# Word of the Day:  Taradiddle



## Ruthanne (Dec 19, 2021)

*Taradiddle. *This word references someone or something that is filled with pretentious nonsense or something that is a lie. A great example of this is that classic fisherman’s tale of how big the fish he caught was. Usually the fisherman is lying or at least exaggerating about the fish, especially if he (or she) didn’t keep the fish.


----------



## Kaila (Dec 19, 2021)

I haven't heard this word before. It has a fun sound to it!

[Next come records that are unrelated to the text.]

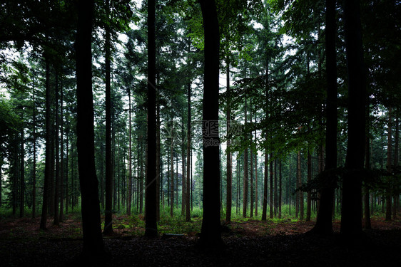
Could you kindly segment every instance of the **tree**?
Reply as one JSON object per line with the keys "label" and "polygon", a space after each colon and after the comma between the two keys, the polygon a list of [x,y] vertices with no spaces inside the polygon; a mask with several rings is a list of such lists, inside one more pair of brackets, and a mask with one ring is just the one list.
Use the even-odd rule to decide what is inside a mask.
{"label": "tree", "polygon": [[148,168],[145,236],[157,236],[155,0],[148,1]]}
{"label": "tree", "polygon": [[203,218],[199,244],[219,249],[220,157],[218,137],[218,69],[220,36],[214,0],[200,0],[205,34],[205,78],[203,102]]}
{"label": "tree", "polygon": [[344,1],[344,27],[348,77],[348,140],[345,159],[346,173],[342,177],[341,234],[347,239],[362,234],[361,187],[365,159],[366,85],[360,3]]}
{"label": "tree", "polygon": [[[326,0],[326,159],[325,168],[333,172],[337,167],[337,62],[335,55],[335,0]],[[313,231],[323,235],[333,234],[332,214],[335,175],[328,175],[320,190],[320,199],[316,224]]]}
{"label": "tree", "polygon": [[105,70],[106,70],[106,209],[104,216],[103,234],[113,232],[113,169],[111,164],[111,48],[110,48],[110,0],[106,1],[106,14],[108,21],[105,31]]}
{"label": "tree", "polygon": [[101,236],[98,179],[94,159],[92,93],[92,20],[94,1],[78,3],[76,31],[77,150],[81,185],[83,255],[90,258],[104,253]]}

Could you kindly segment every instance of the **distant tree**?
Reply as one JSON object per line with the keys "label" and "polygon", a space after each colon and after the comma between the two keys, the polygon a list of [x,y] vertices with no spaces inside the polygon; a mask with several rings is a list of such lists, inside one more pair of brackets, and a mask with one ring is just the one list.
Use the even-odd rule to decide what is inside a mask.
{"label": "distant tree", "polygon": [[360,2],[343,1],[348,76],[348,140],[346,172],[342,178],[341,234],[347,239],[362,234],[362,173],[365,159],[366,81],[362,44]]}
{"label": "distant tree", "polygon": [[81,185],[83,255],[104,253],[101,235],[98,179],[94,159],[93,103],[92,93],[92,20],[94,1],[78,3],[76,31],[77,150]]}
{"label": "distant tree", "polygon": [[205,78],[203,103],[203,218],[199,244],[219,249],[222,244],[220,224],[220,157],[218,137],[218,20],[214,0],[200,1],[205,34]]}
{"label": "distant tree", "polygon": [[156,236],[156,83],[155,0],[148,1],[148,162],[146,164],[145,236]]}

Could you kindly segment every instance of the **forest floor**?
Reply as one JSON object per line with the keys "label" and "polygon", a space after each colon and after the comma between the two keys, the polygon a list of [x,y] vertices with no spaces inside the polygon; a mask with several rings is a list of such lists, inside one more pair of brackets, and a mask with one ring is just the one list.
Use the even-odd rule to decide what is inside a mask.
{"label": "forest floor", "polygon": [[[68,216],[59,226],[48,221],[39,229],[39,218],[0,220],[1,266],[71,266],[78,265],[82,232],[76,215]],[[107,256],[86,266],[401,266],[401,220],[372,220],[363,241],[342,241],[335,221],[332,237],[307,234],[314,221],[290,219],[233,221],[223,232],[226,248],[218,253],[196,247],[200,219],[186,223],[162,219],[161,236],[143,236],[138,216],[116,216],[114,234],[104,237]],[[166,238],[165,234],[183,234]],[[164,234],[164,236],[163,236]]]}

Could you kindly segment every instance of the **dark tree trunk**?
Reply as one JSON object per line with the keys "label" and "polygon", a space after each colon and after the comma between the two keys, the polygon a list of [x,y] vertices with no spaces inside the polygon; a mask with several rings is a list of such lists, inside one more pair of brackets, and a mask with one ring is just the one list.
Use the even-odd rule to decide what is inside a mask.
{"label": "dark tree trunk", "polygon": [[[173,124],[173,117],[171,117],[171,132],[174,131]],[[170,193],[171,194],[170,198],[170,216],[172,217],[174,215],[174,138],[171,137],[171,152],[170,152],[170,163],[171,164],[171,175],[170,179],[171,179],[171,188],[170,189]]]}
{"label": "dark tree trunk", "polygon": [[[22,116],[21,116],[22,117]],[[24,137],[24,127],[21,130],[21,179],[19,181],[19,216],[24,216],[24,210],[25,208],[25,153],[24,153],[24,143],[25,139]]]}
{"label": "dark tree trunk", "polygon": [[[158,92],[156,91],[156,93]],[[159,95],[156,96],[156,219],[160,221],[160,199],[161,191],[163,192],[163,181],[161,179],[160,169],[160,102]],[[161,185],[162,187],[161,189]],[[163,199],[163,198],[162,198]]]}
{"label": "dark tree trunk", "polygon": [[[389,108],[388,109],[388,125],[387,125],[387,163],[386,169],[389,174],[392,173],[392,109]],[[391,221],[391,182],[387,181],[387,188],[386,188],[386,221]]]}
{"label": "dark tree trunk", "polygon": [[[110,20],[110,0],[106,0],[106,16]],[[111,86],[110,53],[110,26],[106,23],[105,38],[105,76],[106,76],[106,202],[104,210],[104,234],[113,233],[113,169],[111,167]]]}
{"label": "dark tree trunk", "polygon": [[262,221],[265,221],[268,213],[268,180],[269,178],[269,160],[268,150],[265,149],[265,178],[263,180],[263,206],[262,208]]}
{"label": "dark tree trunk", "polygon": [[[247,124],[247,101],[245,97],[245,125]],[[246,127],[246,126],[245,126]],[[243,217],[246,217],[248,208],[248,147],[244,151],[244,175],[243,175]]]}
{"label": "dark tree trunk", "polygon": [[281,219],[281,199],[283,194],[283,175],[281,173],[281,160],[278,162],[278,219]]}
{"label": "dark tree trunk", "polygon": [[145,236],[147,237],[158,235],[155,6],[155,0],[148,1],[148,163],[145,192]]}
{"label": "dark tree trunk", "polygon": [[[312,156],[308,150],[308,177],[307,182],[312,181]],[[307,200],[306,200],[306,221],[310,221],[310,214],[312,212],[312,192],[310,190],[308,191]]]}
{"label": "dark tree trunk", "polygon": [[277,217],[277,210],[278,209],[278,188],[277,182],[277,159],[274,160],[274,216]]}
{"label": "dark tree trunk", "polygon": [[[398,111],[398,109],[397,109]],[[399,154],[399,138],[400,138],[400,125],[398,121],[398,115],[396,113],[395,117],[395,144],[394,144],[394,168],[398,167],[398,154]],[[394,219],[397,217],[397,209],[398,203],[398,196],[399,194],[395,192],[393,195],[394,203],[392,205],[392,218]]]}
{"label": "dark tree trunk", "polygon": [[64,142],[63,130],[63,86],[60,88],[60,215],[59,221],[63,221],[64,213]]}
{"label": "dark tree trunk", "polygon": [[[256,116],[256,113],[255,114]],[[255,120],[256,121],[256,120]],[[255,140],[256,140],[256,131],[255,131]],[[258,216],[258,150],[255,155],[255,216]]]}
{"label": "dark tree trunk", "polygon": [[270,207],[270,219],[273,218],[273,160],[272,159],[273,158],[273,153],[270,153],[270,199],[269,199],[269,207]]}
{"label": "dark tree trunk", "polygon": [[191,221],[191,83],[188,85],[188,122],[187,122],[187,146],[186,146],[186,221]]}
{"label": "dark tree trunk", "polygon": [[[228,58],[228,56],[227,56]],[[226,211],[225,211],[225,222],[226,224],[231,223],[231,206],[233,204],[233,194],[232,194],[232,187],[233,187],[233,167],[232,167],[232,158],[231,158],[231,138],[230,138],[230,120],[231,120],[231,112],[230,108],[230,61],[227,59],[227,200],[226,200]]]}
{"label": "dark tree trunk", "polygon": [[59,137],[60,123],[59,120],[59,73],[56,73],[56,184],[54,187],[54,225],[60,224],[60,143]]}
{"label": "dark tree trunk", "polygon": [[50,66],[49,59],[45,56],[46,61],[46,148],[45,169],[43,190],[42,211],[40,229],[46,230],[47,221],[47,210],[49,206],[49,187],[51,177],[51,92],[50,92]]}
{"label": "dark tree trunk", "polygon": [[[131,88],[128,88],[128,110],[129,110],[129,144],[128,144],[128,197],[127,197],[127,215],[131,215],[131,208],[132,206],[132,120],[131,107]],[[139,140],[138,141],[139,142]],[[139,162],[139,159],[138,159]],[[138,177],[139,179],[140,177]],[[139,180],[138,180],[139,181]]]}
{"label": "dark tree trunk", "polygon": [[78,2],[76,31],[77,150],[81,185],[83,255],[98,257],[104,253],[101,235],[98,182],[94,154],[92,93],[92,18],[94,1]]}
{"label": "dark tree trunk", "polygon": [[[34,162],[32,169],[32,218],[36,216],[36,106],[35,103],[35,82],[34,79],[34,92],[32,93],[33,108],[33,153]],[[2,159],[0,159],[0,206],[1,206],[1,164]]]}
{"label": "dark tree trunk", "polygon": [[[365,135],[365,168],[370,169],[370,120],[369,117],[369,99],[367,98],[366,101],[366,133]],[[365,214],[365,229],[371,229],[370,214],[369,209],[369,184],[365,183],[365,195],[364,195],[364,214]]]}
{"label": "dark tree trunk", "polygon": [[[203,218],[199,244],[221,248],[220,224],[220,158],[218,136],[218,75],[220,35],[214,0],[200,0],[205,32],[205,78],[203,103]],[[208,130],[215,129],[210,132]]]}
{"label": "dark tree trunk", "polygon": [[365,159],[366,83],[359,1],[344,1],[343,5],[349,96],[347,172],[342,178],[340,232],[350,239],[358,238],[362,234],[361,171]]}
{"label": "dark tree trunk", "polygon": [[[335,0],[326,0],[326,161],[327,170],[337,167],[337,60],[335,54]],[[321,155],[323,153],[319,153]],[[323,156],[319,157],[323,162]],[[323,166],[319,164],[319,172]],[[320,190],[318,217],[313,231],[323,235],[333,234],[332,214],[335,180],[334,175],[326,177],[326,185]]]}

Does the word, _Taradiddle, _refer to the person who tells the tale, or to the tall tale, itself?


----------



## Murrmurr (Dec 19, 2021)

Kaila said:


> I haven't heard this word before. It has a fun sound to it!
> 
> Does the word, _Taradiddle, _refer to the person who tells the tale, or to the tall tale, itself?


First time I've heard it too. I think taradiddle refers to the tale - a tall-tale. Like falderol and horsefeathers.


----------



## Kaila (Dec 19, 2021)

Well, falderol and horsefeathers! That's quite a taradiddle, if I ever did hear one!  

Though, it might be correct, to say that I might have known a taradiddle or two, back in my school days.


----------



## Kaila (Dec 19, 2021)

Ruthanne said:


> Usually the fisherman is lying or at least exaggerating about the fish, especially if he (or she) didn’t keep the fish.



Ruthanne, I am sure if you asked the teller of the _taradiddle,
*why* he or she, did not keep the fish, _they could certainly tell a whopper of a reason!


----------



## Murrmurr (Dec 19, 2021)

Kaila said:


> Ruthanne, I am sure if you asked the teller of the _taradiddle,
> *why* he or she, did not keep the fish, _they could certainly tell a whopper of a reason!


Yeah, you'd just be asking for more taradiddle. Taradiddle on taradiddle sprinkled in horsefeathers and topped with a big fat falderol.


----------



## RnR (Dec 20, 2021)

Wonderful word and suits our current Australian Prime Minister perfectly.


----------



## Ruthanne (Dec 20, 2021)

Kaila said:


> I haven't heard this word before. It has a fun sound to it!
> 
> Does the word, _Taradiddle, _refer to the person who tells the tale, or to the tall tale, itself?


Someone or something so I think either one.


----------